The best defence against Malware is a robust central admin that manages devices and ensures all security is up to date. Once again training your employees is key – educating the team about clicking unknown links and downloading files.
Once quite rare, these attacks have become more common as they are one of the most lucrative forms of attack and result in immediate financial reward for the cyber criminals.
They involve the attackers encrypting data so that it cannot be accessed or used and then forcing the company to pay a ‘ransom’ to release the lock or prevent public sharing of the data. Unfortunately, the payment of the ransom does not always result in the release of data and just like with any ‘blackmail’ payment the criminals may come back for more!
To prevent Ransomware attacks businesses need to have Endpoint Security on all devices to secure your network’s entry points.
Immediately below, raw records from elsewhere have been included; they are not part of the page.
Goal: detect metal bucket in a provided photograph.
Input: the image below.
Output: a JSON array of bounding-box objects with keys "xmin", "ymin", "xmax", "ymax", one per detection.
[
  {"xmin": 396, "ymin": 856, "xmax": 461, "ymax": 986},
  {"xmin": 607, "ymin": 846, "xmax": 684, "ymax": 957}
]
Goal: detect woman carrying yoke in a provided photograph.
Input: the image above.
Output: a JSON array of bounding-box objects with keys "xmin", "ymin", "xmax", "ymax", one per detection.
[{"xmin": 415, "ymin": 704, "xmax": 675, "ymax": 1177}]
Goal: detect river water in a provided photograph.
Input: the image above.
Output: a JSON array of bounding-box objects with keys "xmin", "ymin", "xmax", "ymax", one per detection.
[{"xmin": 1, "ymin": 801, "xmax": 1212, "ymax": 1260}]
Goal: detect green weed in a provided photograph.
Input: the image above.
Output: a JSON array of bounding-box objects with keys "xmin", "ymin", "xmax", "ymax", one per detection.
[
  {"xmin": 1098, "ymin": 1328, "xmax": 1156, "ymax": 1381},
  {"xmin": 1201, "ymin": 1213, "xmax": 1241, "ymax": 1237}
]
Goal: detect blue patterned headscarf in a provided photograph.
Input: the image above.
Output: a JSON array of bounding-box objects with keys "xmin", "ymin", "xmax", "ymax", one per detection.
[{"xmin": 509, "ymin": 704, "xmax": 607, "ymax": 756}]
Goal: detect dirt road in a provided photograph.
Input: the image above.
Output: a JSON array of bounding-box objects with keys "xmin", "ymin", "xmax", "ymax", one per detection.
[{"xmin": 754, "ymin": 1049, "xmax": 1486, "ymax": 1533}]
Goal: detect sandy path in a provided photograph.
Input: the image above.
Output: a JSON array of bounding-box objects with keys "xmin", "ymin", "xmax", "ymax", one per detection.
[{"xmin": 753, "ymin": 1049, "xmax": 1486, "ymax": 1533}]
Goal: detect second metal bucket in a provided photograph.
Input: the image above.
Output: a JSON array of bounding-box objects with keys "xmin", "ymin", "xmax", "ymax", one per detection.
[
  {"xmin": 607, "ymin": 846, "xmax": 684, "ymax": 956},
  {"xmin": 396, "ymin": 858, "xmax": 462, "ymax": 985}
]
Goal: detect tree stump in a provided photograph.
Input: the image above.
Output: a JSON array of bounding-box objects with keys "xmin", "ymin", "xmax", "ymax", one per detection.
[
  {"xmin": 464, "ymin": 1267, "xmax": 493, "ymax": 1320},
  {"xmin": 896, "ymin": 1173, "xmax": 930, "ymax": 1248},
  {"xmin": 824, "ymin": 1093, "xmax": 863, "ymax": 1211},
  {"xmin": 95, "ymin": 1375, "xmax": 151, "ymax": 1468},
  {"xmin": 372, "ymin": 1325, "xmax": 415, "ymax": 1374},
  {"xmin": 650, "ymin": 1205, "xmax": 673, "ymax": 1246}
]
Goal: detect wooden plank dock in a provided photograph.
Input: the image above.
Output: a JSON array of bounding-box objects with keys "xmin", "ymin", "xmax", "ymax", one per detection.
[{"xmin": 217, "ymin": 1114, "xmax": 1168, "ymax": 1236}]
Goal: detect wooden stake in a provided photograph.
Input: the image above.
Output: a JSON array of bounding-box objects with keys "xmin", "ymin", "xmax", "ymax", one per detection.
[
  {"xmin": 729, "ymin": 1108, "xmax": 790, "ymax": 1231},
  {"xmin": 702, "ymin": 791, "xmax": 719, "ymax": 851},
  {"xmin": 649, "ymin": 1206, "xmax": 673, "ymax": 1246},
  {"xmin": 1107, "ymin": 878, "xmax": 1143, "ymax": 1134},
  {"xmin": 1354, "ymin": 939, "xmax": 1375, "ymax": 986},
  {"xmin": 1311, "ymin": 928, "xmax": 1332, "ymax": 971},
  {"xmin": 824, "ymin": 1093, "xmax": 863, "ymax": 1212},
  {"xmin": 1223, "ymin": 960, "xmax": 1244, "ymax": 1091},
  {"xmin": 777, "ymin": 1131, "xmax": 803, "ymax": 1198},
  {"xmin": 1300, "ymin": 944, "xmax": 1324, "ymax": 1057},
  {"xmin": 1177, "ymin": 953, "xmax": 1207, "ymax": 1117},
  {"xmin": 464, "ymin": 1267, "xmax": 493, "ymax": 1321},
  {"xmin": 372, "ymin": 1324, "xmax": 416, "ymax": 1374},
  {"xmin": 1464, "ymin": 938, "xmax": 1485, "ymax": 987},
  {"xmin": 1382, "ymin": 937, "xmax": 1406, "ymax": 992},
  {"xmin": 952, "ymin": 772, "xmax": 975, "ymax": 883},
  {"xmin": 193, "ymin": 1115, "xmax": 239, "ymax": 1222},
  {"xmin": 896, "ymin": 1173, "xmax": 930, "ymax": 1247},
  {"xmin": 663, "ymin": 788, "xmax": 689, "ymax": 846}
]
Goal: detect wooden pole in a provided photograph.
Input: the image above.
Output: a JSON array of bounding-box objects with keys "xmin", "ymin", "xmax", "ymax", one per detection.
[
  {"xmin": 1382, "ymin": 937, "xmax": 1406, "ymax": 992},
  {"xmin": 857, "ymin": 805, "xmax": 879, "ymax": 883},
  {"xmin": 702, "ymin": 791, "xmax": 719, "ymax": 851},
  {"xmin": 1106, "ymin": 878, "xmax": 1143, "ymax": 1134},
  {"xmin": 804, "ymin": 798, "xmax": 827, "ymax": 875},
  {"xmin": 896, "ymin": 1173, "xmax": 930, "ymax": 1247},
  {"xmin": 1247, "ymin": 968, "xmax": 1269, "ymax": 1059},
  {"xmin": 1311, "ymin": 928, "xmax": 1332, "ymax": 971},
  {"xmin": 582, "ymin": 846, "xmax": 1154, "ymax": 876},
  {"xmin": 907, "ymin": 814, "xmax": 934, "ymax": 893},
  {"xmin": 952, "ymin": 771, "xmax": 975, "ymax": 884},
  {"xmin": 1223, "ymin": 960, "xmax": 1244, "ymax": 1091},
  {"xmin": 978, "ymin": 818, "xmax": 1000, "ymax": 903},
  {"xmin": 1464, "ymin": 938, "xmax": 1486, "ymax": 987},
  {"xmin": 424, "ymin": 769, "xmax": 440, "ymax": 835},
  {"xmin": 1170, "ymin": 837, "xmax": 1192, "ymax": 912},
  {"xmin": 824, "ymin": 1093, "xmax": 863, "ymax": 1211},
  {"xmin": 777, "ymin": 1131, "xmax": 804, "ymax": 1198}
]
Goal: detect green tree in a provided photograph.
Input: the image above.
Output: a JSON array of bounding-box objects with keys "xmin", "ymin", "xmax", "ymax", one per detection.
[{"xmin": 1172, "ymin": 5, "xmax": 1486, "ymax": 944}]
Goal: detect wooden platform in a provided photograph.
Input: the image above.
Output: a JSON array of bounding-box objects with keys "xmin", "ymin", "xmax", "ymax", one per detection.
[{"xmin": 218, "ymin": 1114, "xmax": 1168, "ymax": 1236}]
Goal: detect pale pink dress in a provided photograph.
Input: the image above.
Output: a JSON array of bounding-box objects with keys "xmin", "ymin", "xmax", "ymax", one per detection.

It is also essential to have a comprehensive Cloud Back-Up solution in place to mitigate data loss. Even if a Ransomware event should occur the business can quickly recover their data from the back-up and carry on working.
We all know the danger of weak passwords…mother’s maiden name or child’s name, add in a number to replace a letter and stick an exclamation mark on the end and you are good to go right?
Multiply this kind of weak password for every employee in your business and all the multiple services they need to access to do their job and you have a recipe for disaster. The worst problem here is that unlike phishing, malware or ransomware – you may not even be aware that you have been compromised.
Well for a while the advice was continually changing user passwords, but this just made things worse…people simplified their passwords even more so they could remember them, or stuck them on post-it notes on their desks!
The real solution is a Password Management Solution that ALL employees are required to use and of course simplifying business systems so as few passwords are required as possible.
Consider adding multi-factor authentication so users need more than just a password to login to sensitive data.
It is sad to think that a major cyber security threat is the people who actually work in the business. Former employees and contractors are serious weak spots and may have access to critical systems and data within your business. Breaches can be caused through malice, but also just through carelessness.
It is important to put in place systems for contractors to access your business systems and data and also processes for employees leaving the business. Ultimately a culture of cyber awareness, through regular cyber training, will help to prevent issues in this area.